Suivant cette logique, une première orientation de la recherche propose donc, dans une démarche comparative, de porter un regard croisé sur les réalités françaises et québécoises afin de mettre en relief et de comparer les réponses plurielles apportées par l’État et les milieux associatifs aux défis de l’intervention « hors les murs ». Le travail de terrain amorcé dans ce sens avec les chercheurs du LAREPPS interroge le partage des responsabilités entre les acteurs concernés (notamment le secteur associatif et de l’économie sociale) et la part effective de participation de chacun au processus d’élaboration et de co-construction des politiques publiques.

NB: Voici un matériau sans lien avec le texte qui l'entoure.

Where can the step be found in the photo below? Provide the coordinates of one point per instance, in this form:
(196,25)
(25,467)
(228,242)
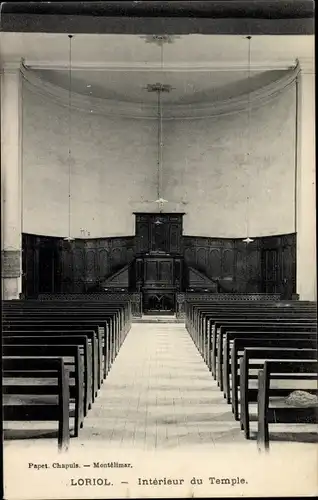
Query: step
(158,319)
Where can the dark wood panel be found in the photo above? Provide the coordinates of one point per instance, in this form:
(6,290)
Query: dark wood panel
(158,232)
(52,265)
(267,265)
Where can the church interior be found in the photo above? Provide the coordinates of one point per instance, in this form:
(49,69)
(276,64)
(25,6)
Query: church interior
(158,205)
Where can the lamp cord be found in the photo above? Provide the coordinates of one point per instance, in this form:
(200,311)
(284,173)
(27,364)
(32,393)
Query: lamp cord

D’autre part, les reconfigurations institutionnelles dont il est question ici bousculent les cadrages professionnels traditionnels à travers la promotion de nouveaux acteurs, de nouvelles fonctions, sur de nouveaux espaces et remettent en cause les attributs professionnels. En France, les pratiques professionnelles qui émergent ne sont pas toujours issues de métiers codifiés qui renvoient à une formation et à une qualification particulières telles que circonscrites dans le champ canonique du travail social et font appel à une dimension personnelle importante et à des ressorts d’action liés à un savoir essentiellement expérientiel. De cette façon, une seconde orientation de la recherche interroge la construction des agirs professionnels et incite à les saisir davantage sous l’angle de la professionnalité et des « épreuves de reconnaissance », que dans une logique de professionnalisation classique (versus déprofessionnalisation). Cet angle d’approche permet de cerner autant les ressorts d’action positifs que recèlent les savoirs constitués par l’expérience du travail de care, dans leurs dimensions relationnelle, identitaire et émotionnelle, mobilisés dans le cadre de l’intervention au domicile des personnes ; que les « épreuves de professionnalité » que peut constituer leur invisibilité institutionnelle. Ainsi, et toujours d’un point de vue des pratiques, le développement des interventions hors les murs, dans un contexte général de désinstitutionnalisation, interroge la question des collectifs de travail et celle des régulations collectives, formelles ou informelles, capables ou non, de reconnaître les ressorts d’action des intervenants, quand bien même ceux-ci procèdent du bricolage inventif, et de soutenir les collaborations et coopérations intra et interinstitutionnelles indispensables à la continuité des prises en charge et au maintien du lien avec les publics et clientèles considérés.

Enfin, cette recherche comporte un 3e volet qui interroge les incidences des reconfigurations institutionnelles de l’intervention sociale sur les parcours biographiques des publics – qui croise aussi la participation sociale comme modalité d’intervention et comme défi (ou comme manque ?) pour les populations précaires. In fine, à partir d’expériences d’intervention au domicile des personnes et à travers l’adaptation des professionnels à ces nouvelles situations de travail (développement de nouvelles compétences et stratégies d’intervention), nous tentons de comprendre plus finement quels sont les enjeux et les incidences des nouvelles relations qui se nouent entre intervenants et familles.